I work in Cleveland, Toledo and Columbus. All those markets are on fire. They’re just hot, hot, hot. In Sandusky, there’s one house priced at $250,000 to $350,000 – one. One single listing. In a regular market, when a real estate agent puts an offer in, you’ll have a contingency for an inspection or an appraisal, maybe a pest inspection. Maybe the bidder will ask for some money to go to closing costs. Now, the conversation goes to what can we remove from the offer to make our bid rise to the top? I don’t like it at all from a buyer’s perspective – the buyer’s protection goes out the window.

What advice do you give buyers about navigating this intense seller’s market?

Smith: Be crystal clear about your goals. The first thing a buyer needs to do is have their goals clearly defined. The very first goal to determine is how much money they want to invest in this purchase, and how much they want their monthly payment to be. Then we need to talk about the maximum that you’re willing to go to if you get in a competitive bidding situation, where emotions are running high.

Defining that maximum is one of the keys. When you’re in the heat of the moment, logic gets thrown out the window. You don’t want a five-minute emotional decision to put you into a 30-year mortgage you can’t afford. So you have to know your numbers. Before you start making offers, imagine yourself being one of 15 bidders competing for a property.

What mistakes do you see buyers making?

Smith: The buyer who doesn’t have the right real estate agent in this market is making a mistake. You want somebody who has knowledge of that market, who knows the history of that market. You should hire someone who does 20-plus transactions a year, and who has the benefit of 10 years of experience in the business.

And make sure you get a preapproval. There are loan officers that will talk to a consumer, maybe run their credit, but not verify their income or their assets.
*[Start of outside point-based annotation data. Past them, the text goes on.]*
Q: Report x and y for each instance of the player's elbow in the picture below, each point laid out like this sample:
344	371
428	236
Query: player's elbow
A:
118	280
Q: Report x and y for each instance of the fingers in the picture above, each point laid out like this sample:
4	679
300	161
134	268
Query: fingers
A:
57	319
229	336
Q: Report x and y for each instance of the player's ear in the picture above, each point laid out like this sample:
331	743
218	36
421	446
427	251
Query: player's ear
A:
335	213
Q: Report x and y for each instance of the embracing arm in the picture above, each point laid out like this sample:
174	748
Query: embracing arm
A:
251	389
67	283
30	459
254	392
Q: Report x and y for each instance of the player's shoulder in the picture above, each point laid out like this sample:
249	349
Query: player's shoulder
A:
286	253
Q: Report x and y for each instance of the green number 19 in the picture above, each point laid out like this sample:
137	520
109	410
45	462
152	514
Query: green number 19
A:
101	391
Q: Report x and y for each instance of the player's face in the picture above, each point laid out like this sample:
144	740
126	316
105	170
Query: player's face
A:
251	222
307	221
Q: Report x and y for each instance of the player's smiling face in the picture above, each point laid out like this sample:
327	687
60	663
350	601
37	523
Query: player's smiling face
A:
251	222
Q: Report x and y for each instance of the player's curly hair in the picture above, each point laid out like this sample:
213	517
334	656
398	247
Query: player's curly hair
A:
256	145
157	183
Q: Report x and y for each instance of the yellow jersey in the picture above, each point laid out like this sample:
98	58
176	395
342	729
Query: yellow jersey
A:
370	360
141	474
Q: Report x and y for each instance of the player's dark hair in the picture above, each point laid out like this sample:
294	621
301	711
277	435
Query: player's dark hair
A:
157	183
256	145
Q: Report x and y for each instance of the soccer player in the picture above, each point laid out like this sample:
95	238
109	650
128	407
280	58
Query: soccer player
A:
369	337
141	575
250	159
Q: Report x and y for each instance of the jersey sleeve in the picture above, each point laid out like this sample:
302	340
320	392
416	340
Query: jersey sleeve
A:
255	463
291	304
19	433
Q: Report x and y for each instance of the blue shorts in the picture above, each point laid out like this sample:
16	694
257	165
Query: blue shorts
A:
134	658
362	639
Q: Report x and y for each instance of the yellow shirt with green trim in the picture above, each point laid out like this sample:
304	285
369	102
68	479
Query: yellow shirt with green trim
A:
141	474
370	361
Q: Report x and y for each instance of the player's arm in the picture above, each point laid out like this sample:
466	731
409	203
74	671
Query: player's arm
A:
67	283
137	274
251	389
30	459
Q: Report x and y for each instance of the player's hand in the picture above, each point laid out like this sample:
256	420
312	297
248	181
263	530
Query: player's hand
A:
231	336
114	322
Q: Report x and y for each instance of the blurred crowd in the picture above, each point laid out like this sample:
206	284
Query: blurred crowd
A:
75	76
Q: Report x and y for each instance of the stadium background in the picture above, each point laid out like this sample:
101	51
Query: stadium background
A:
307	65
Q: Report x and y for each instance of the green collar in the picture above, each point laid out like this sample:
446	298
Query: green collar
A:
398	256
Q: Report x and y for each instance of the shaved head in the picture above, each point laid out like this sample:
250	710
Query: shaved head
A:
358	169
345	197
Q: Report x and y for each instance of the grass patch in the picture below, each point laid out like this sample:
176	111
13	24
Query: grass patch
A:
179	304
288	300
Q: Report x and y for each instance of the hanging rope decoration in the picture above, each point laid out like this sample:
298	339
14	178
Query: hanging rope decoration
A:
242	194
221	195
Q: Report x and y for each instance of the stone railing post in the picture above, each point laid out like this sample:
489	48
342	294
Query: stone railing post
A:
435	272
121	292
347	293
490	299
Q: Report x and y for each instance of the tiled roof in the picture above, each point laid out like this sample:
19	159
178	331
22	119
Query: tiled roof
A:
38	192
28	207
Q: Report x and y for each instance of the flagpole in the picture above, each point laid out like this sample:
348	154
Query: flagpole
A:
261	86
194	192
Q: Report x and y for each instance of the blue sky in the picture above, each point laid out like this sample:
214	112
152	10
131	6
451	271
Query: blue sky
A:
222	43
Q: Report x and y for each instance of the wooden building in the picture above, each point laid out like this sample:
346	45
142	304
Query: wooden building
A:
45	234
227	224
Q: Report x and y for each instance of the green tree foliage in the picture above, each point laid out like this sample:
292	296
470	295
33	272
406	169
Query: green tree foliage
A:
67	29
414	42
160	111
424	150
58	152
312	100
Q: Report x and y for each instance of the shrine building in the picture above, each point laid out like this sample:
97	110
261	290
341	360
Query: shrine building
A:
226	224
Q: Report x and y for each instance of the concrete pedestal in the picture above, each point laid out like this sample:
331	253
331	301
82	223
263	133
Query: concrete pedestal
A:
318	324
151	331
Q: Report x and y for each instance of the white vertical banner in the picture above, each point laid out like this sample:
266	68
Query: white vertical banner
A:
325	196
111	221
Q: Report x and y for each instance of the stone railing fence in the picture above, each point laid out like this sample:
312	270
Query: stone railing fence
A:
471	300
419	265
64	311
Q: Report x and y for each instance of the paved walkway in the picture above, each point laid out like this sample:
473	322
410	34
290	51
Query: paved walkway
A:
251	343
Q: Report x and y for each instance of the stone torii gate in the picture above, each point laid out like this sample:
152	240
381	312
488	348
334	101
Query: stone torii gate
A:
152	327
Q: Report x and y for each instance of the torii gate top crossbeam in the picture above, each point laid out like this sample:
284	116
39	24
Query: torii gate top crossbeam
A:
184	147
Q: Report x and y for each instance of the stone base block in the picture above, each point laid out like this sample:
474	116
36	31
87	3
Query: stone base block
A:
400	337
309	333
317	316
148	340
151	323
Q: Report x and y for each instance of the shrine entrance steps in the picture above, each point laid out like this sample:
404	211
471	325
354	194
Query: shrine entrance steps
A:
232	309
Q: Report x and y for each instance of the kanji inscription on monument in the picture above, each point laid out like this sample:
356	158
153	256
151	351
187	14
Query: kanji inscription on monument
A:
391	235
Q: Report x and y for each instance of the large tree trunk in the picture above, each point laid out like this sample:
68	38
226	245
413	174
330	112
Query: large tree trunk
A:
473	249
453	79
There’s a big divide between good quality mortgage lenders who give full loan approvals based on verified income, assets and down payment – that customer is completely ready to borrow money. When we give a preapproval, we base it on what the consumer wants, but we also give a maximum. If you came to me and said, “I want a $2,000 monthly payment,” I’d say, “OK, including taxes and insurance, that qualifies you for a $300,000 home.” But then I’d say, “Based on your income, you can qualify for more than that.” So maybe you’d say you don’t want to pay more than $2,500 a month, and I’d approve you for that as a maximum.

How much longer will this intense seller’s market last?

Smith: Is the population going to stop growing? Are interest rates going to stay low forever? Are the economy and the markets going to continue to be robust? When is the next recession going to take place? Those are the keys to how long this is going to last. Right now, for the foreseeable future, you look at all those questions, and you conclude we could be in this market for a while.

Where do you see rates going? 

Smith: The market is heading to 3.5 percent to 4 percent this year. Past 2021, I wonder about the stimulus money. When the ripple effects are out of the economy, then what?

Is the refi boom over?

Smith: Not at all. We’re still doing tons of refinances. Some people are quick to make refinance decisions. Some people need to hear the refinance message one time and they take action. Some people need to hear the message 10 times, or 20 times, and then they act. And some people wait until the opportunity is almost gone. For whatever reason, there are a lot of people who haven’t refinanced. Sometimes they’re too busy.